Moore and other safety experts in Oklahoma and Texas have started their own Pork Ag Safety Group. Members include Murphy-Brown, Premium Standard Farms, Seaboard Farms and Texas Farms.

“It’s been very beneficial,” says Moore. “Most of the companies have had federal OSHA and state labor department inspections.” In turn, members of the safety group share their experiences to help others make sure they are OSHA-compliant.

He says pork producers should be proactive instead of reactive about safety. The more time you spend on safety, the better prepared  you’ll be for any situation. In some instances, productivity might overshadow safety issues and that’s where a problem could occur.

He adds that safety and production do need to work hand-in-hand. If one gets ahead of the other, it will end up costing you in terms of workers-compensation claims or poor pig performance.

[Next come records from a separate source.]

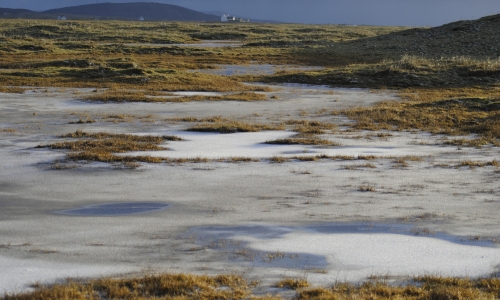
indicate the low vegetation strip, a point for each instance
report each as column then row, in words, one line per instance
column 460, row 111
column 118, row 96
column 101, row 146
column 187, row 286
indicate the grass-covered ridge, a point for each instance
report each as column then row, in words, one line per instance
column 460, row 111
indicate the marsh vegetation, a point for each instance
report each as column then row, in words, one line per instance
column 451, row 90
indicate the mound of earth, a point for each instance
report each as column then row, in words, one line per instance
column 478, row 38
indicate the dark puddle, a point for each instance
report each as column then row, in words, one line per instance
column 114, row 209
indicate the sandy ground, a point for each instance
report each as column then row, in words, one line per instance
column 325, row 220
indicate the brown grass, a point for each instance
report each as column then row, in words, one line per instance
column 311, row 127
column 186, row 286
column 12, row 90
column 121, row 96
column 9, row 130
column 232, row 126
column 293, row 283
column 182, row 286
column 101, row 146
column 460, row 111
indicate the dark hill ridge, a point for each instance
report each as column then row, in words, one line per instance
column 475, row 38
column 15, row 12
column 133, row 11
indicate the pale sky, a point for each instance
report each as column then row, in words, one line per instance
column 371, row 12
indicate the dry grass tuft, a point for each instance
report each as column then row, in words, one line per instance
column 459, row 111
column 311, row 127
column 182, row 286
column 134, row 96
column 12, row 90
column 187, row 286
column 293, row 283
column 101, row 146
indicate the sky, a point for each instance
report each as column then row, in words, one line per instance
column 369, row 12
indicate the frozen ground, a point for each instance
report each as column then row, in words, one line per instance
column 325, row 220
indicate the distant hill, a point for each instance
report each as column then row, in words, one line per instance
column 476, row 38
column 220, row 13
column 10, row 12
column 133, row 11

While agriculture has been uncharted territory for OSHA, that scenario is changing fast. Agriculture is becoming regulated. Moore believes that OSHA is going in the right direction with tighter regulations on agriculture; however, they need to aid in specific areas unique to the agriculture industry.

“We need to be held responsible for the people that work for us,” he concludes. 

Designating Owner Responsibility
Here’s a quick look at a section from the National Pork Board’s Pork Production Safety System materials. Specifically it presents information from the owner portion of the program.

Customized Safety Responsibilities

A safety program is most effective when everyone participating in the workplace knows his or her -— as well as everyone else’s — health and safety responsibilities.

Assigning Responsibility

Start by learning your own responsibilities as the employer.  Next, assign clear and specific safety responsibilities to supervisors and workers.  After you assign responsibilities, check often to see that each person is performing his/her responsibilities properly.  If someone is not meeting your expectations for health and safety protocols, take steps to correct the violation.

Safety responsibilities of employers and owners include:

  • Provide a healthy and safe workplace.
  • Know and follow health and safety practices.
  • Provide and maintain safe buildings, machinery, tools and equipment.
  • Establish and implement an effective health and safety program.
  • Provide appropriate supervision and ensure clear lines of authority.
  • Make sure supervisors are trained and held accountable for meeting health and safety obligations.
  • Inform employees of existing hazards and train them to recognize new ones.
  • Make sure employees have the information, training, experience and supervision they need to do their jobs safely.
  • Provide personal-protective equipment and show employees how to use and maintain it.
  • Make sure first-aid supplies are provided, and that employees know where to find them.
  • Ensure that traffic routes, entrances and exits to your buildings, confined spaces and other work areas are safe and well marked.
  • Ensure that hazardous products such as chemicals and fuel are safely handled, transported and stored.

Safety responsibilities of supervisors include:

  • Make sure hazards are identified and proper steps are taken to control risks.
  • Understand and ensure that workplace health and safety practices are met.
  • Inspect work areas and correct unsafe conditions or behaviors before they lead to an accident.
  • Understand and implement emergency procedures.
  • Make sure workers are properly trained and that they follow safe-work procedures.

Safety responsibilities of workers include:

  • Understand and comply with workplace health and safety practices.
  • Follow safe-work procedures.
  • Use safety equipment, machine guards, safety devices and personal-protective equipment.
  • Report unsafe acts and workplace hazards, accidents, near-accidents, injuries and illnesses immediately.
  • Work and act safely, and help others do the same.
  • Cooperate with others on health and safety issues.